There is more to a picture than first meets the eye. There are many reasons for collecting specific photos. In this case it was not for the young woman’s expression which is not just solemn – there is significant composure in her pose – but a niggling sense that this may be a person who is not very happy at this time in her life (how much can you tell from a single image; my supposition may be entirely unfounded?)
I bought it because it is a very nice image in almost every other way: the composition and exposure are exquisite, her posture is impeccable and oddly relaxed even as it is upright; the dress is a wonderful example of the best of the current fashion, neither overblown or excessively plain (I think just after the bustle craze and before the extreme shoulder and sleeve treatments of the 1890s; note that the styles required skillful alterations for each individual wearer); she may be just above average height.
What a difference it would have made if she had presented just the hint of a smile, or a touch of life to her eyes, or a more congenial softness to her outlook! What you cannot see but I detect at close inspection, is that she is quite heavily freckled; perhaps she is a redhead. I don’t mean to suggest that this is the reason for her demeanor, even though a freckled complexion was what a woman of her time sought to avoid (as was a tan), but some people are freckled even if they stay out of the sun. Little things may color a person’s view of life, but we cannot know if she had far better reasons for looking at the world as she seems to on this day. Her self possession is remarkable though. We do not have a right to happiness, only to the pursuit of happiness.

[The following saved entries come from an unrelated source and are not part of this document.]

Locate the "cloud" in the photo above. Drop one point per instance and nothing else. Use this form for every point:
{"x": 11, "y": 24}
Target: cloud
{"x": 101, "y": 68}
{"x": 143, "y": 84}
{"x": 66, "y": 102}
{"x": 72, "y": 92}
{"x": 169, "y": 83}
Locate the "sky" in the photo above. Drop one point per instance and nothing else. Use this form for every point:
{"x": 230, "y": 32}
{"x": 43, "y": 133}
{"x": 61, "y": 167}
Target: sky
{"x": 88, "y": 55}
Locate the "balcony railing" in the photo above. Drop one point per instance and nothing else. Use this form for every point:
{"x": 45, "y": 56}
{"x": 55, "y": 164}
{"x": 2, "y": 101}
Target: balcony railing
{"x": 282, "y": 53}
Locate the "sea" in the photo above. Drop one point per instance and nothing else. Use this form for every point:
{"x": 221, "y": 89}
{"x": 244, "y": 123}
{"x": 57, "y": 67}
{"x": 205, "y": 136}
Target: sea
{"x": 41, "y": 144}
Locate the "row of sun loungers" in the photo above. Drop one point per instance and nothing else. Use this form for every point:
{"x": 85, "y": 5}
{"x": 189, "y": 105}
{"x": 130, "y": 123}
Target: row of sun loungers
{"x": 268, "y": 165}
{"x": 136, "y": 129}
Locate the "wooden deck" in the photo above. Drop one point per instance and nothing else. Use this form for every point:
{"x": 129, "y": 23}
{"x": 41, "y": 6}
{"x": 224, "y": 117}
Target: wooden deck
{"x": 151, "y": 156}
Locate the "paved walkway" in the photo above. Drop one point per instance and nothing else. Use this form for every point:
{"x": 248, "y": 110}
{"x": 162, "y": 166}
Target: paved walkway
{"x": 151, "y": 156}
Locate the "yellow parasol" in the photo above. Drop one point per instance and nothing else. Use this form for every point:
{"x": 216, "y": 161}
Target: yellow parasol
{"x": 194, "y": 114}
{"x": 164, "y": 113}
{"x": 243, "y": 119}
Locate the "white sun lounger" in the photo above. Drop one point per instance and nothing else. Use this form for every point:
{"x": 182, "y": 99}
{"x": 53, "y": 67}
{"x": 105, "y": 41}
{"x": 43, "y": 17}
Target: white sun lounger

If she were here she might tell me to mind my own business and keep my pop psychology to myself, thank you very much – and she would have a point, yet I might respond that, more than a century removed, I cannot help but respond to a photo as I would to any stranger on the street (we humans are past masters at reading expressions – it comes with a few hundred thousand years of survival instincts).
This is from the studio of Brittingham & Webster of West Springfield and Ware, MA.